Sciences Climate report: Researchers warn of tipping points
The climate crisis is already taking dramatic proportions. Researchers warn of the possibility of triggering self-reinforcing processes. But there is also reason for hope.
According to experts, current global warming threatens five major natural systems with irreversible disruptions. This is what appears from the “Global Turning Points Report”.
In climate research, tipping points occur when small changes trigger a domino effect, the consequences of which may not be reversible. The concept of tipping points and the uncertainties associated with them are sometimes discussed intensely in the scientific community.
The report was prepared by an international team of more than 200 researchers. It was coordinated by the British University of Exeter and the Bezos Land Fund.
Researchers paint a bleak picture
“Five major transition systems are already at risk of exceeding their tipping points given current global warming,” said the Potsdam Institute for Climate Impact Research (PIK), which participated in the report. This includes the Greenland and West Antarctica ice sheets, the North Atlantic subpolar gyre, warm-water coral reefs and some areas of permafrost. “If global warming rises to 1.5°C, three more systems, including boreal forests, mangroves and seagrass meadows, could be at risk of capsizing in the 2030s,” PIK says.
The report’s authors warn that if multiple tipping points are crossed, there is also a risk of a catastrophic loss in the ability to grow staple crops.

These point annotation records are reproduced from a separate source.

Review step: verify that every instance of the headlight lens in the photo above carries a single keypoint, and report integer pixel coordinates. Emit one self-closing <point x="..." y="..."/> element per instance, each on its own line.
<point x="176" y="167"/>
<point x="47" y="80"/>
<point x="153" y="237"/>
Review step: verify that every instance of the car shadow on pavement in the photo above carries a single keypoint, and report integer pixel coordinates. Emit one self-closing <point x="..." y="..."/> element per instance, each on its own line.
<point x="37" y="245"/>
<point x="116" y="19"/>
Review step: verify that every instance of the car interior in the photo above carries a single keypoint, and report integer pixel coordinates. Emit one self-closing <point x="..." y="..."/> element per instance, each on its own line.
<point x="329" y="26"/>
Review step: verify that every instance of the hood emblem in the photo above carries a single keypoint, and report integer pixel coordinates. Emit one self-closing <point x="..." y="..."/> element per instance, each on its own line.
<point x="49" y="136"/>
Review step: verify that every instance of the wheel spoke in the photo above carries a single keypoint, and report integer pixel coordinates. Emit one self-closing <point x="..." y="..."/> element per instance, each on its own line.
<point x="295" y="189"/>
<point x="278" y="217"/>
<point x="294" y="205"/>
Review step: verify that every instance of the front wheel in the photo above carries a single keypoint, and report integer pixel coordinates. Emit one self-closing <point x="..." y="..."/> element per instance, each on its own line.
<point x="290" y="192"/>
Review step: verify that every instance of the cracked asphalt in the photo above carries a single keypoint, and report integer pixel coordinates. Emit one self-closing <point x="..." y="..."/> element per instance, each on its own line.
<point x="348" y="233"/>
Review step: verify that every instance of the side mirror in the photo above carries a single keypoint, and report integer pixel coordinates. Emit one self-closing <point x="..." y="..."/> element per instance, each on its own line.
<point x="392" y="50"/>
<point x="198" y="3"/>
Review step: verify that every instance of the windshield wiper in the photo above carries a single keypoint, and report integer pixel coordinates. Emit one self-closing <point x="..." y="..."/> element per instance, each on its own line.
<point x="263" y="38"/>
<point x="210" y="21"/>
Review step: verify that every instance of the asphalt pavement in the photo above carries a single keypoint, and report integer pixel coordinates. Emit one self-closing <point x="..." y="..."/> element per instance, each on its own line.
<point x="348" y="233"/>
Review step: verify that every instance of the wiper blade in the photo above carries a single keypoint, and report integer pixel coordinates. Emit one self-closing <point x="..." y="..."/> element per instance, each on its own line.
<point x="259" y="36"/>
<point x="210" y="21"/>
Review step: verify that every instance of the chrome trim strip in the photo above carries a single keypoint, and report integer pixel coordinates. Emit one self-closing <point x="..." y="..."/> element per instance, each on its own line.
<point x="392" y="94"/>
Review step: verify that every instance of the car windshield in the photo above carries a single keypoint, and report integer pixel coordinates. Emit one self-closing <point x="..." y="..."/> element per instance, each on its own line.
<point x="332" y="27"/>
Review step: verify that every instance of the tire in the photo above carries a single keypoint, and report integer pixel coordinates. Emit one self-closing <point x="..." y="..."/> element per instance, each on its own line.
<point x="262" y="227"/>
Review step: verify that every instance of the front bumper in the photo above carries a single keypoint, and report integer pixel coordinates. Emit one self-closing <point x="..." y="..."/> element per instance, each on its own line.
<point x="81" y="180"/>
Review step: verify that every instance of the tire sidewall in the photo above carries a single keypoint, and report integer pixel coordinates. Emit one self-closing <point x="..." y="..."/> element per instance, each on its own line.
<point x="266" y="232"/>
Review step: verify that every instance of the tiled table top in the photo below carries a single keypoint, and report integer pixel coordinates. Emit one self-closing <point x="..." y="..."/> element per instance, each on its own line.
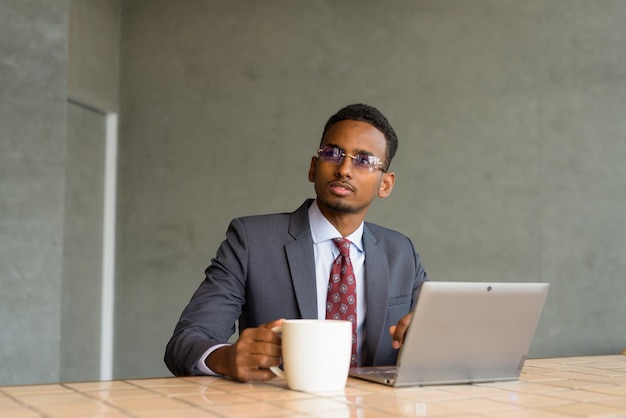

A statement from the University of Exeter said: “Without urgent action to stop the climate and environmental catastrophe, societies will collapse as nature spirals out of control.”
Positive turning points could ‘save millions of lives’
Since the previous response from governments around the world is not enough, the researchers offer six recommendations to avoid negative turning points and even initiate positive turning points.
The six recommendations include stopping fossil fuel emissions and land use well before mid-century. In addition, negative consequences for the most affected groups and countries in particular should be mitigated. Concerted efforts are also needed to stimulate positive turning points and raise awareness of turning points.
The expansion of the use of renewable energies and the shift to electric mobility are examples of positive turning points. “A series of positive turning points would save millions of lives, save billions of people from suffering, prevent trillions of dollars in damage, and mark the beginning of restoring the nature on which we all depend,” the university statement said.